Dr Saleemul Huq: “They are making profits by killing people, it is as simple as that…
so tax them! Let’s put a Loss and Damage levy on them”
Written by Nick Breeze
Published: 21 November 2017
Dr. Saleemul Huq Director International Centre for Climate Change and Development (ICCCAD) at the Independent University, Bangladesh. In this short interview Dr Huq talks about his work and explains how those most vulnerable to the effects of manmade climate change are seeking recompense from the worlds greatest polluters.
NB: Can you tell me the global region where you are working, what your objectives are and the kind of work that you are doing?
Saleemul Huq: I’m based in Bangladesh, which is in South Asia, but I also work across the least developed countries, which are 50 of the poorest countries int he world across Africa and Asia. I guess Bangladesh primarily and then the least developed countries as a group, rather than a geographic group.
NB: And what does your work entail with those regions?
Saleemul Huq: I have 2 types of interests and activities within the countries I work. I am focussed on adaptation and helping the countries to figure out how to adapt to the impacts of climate change, given that they are all vulnerable countries and poor countries as well.
Increasingly now we are looking at the issue of loss and damage, which is beginning to be a reality and not something of the future. But also in the negotiations I advise the group of least developed nations, they are a caucus group with the Chair now being Ethiopia.
I advise them on issues related to adaptation and also loss and damage in the negotiations.
NB: We are at the COP now. Is Loss and damage something you are raising?
Saleemul Huq: Absolutely. I think this COP in particular has, under the presidency of Fiji, the Prime Minister of Fiji himself is the President of this COP, even though we are in Bonn and physically hosted by Germany, has raised this issue because for the island nations loss and Damage is actually an existential threat for some of them.
I think in 2017 we have passed a tipping point in terms of attributability of events around the world to human induced climate change. So if we take the hurricane season in the United States, in the Caribbean, you know, they call it hurricane season, they have them every year, but they have never had 4 successive category 5 storms causing $300 billion worth of Loss and Damage.
South Asia in the Ganges River, we have the river flooding every year in the monsoon but this year we have had a one in a hundred year flood. This is unprecedented.
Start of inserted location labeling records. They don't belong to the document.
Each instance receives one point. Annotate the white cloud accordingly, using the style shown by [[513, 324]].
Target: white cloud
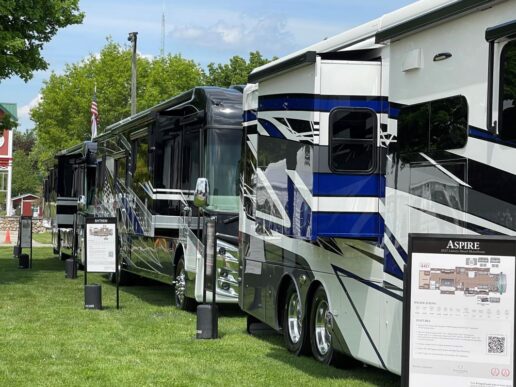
[[24, 111], [266, 34]]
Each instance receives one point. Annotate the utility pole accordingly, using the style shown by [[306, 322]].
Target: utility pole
[[162, 49], [132, 38]]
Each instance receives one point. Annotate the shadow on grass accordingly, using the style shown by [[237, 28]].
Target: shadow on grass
[[12, 273], [345, 366]]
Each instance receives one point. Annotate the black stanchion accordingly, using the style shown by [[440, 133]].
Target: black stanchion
[[71, 268], [24, 241]]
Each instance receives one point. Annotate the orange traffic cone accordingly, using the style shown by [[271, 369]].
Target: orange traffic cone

So now we have tipped over into seeing human induced climate change causing additional Loss and Damage over normal weather events.
NB: Do you get push back from countries like us in Europe when you start raising Loss and Damage?
Saleemul Huq: Well we used to get push back. We resolved in COP19 something called the Warsaw International Mechanism on Loss and Damage. So they agreed to talk about it. It is a mechanism with an executive committee, it has a five year work programme.
So, the process in the UNFCCC of taking an issue on is to set-up a committee to examine the issue. It doesn’t necessarily solve the problem… and they are doing good work. I have nothing against the committee.
But the particular issue in this COP is the committee has produced a five year work programme which we are going to adopt here. It is by and large fine, but what we, the developing countries, are asking for is a bit more push to look at innovative financial mechanisms to deal with Loss and Damage.
At the moment the only one that developing countries seem to want to talk about is insurance. Which is fine but it doesn’t solve everything and for the most poorest and vulnerable countries, insurance is not really the most ideal tool to use.
NB: So what is the most ideal tool to use in your opinion?
Saleemul Huq: Well we from civil society, I am not a negotiator, I am not a negotiator so I can propose things and the negotiators can accept or not accept, we are saying that the time has come to put the polluter pay principal into practise.
In the context we have a set of maybe a few dozen very large multinational fossil fuel companies who are making billions of dollars of profits by mining the fossils and selling and burning that causing the loss and damage.
So we know who is causing it. They are companies and they are making profits out of it, so tax them! Let’s put a Loss and Damage levy on them and let the countries apply that levy and put the money into a Loss and Damage fund. They could probably raise billions of dollars that way.
NB: Do you think this is actually going to happen?
Saleemul Huq: We are not going to get it here but we are going to push for it. Maybe not COP23, made COP24, if not there then maybe COP25, but sooner or later they are going to have to do it. It is unconscionable for polluters to be allowed to profit from pollution and cause Loss and Damage to people around the world and we sit and do nothing about it. We let them get away with it.
NB: It really is profiting from destruction isn’t it?
Saleemul Huq: Precisely. They are making profits by killing people, it is as simple as that!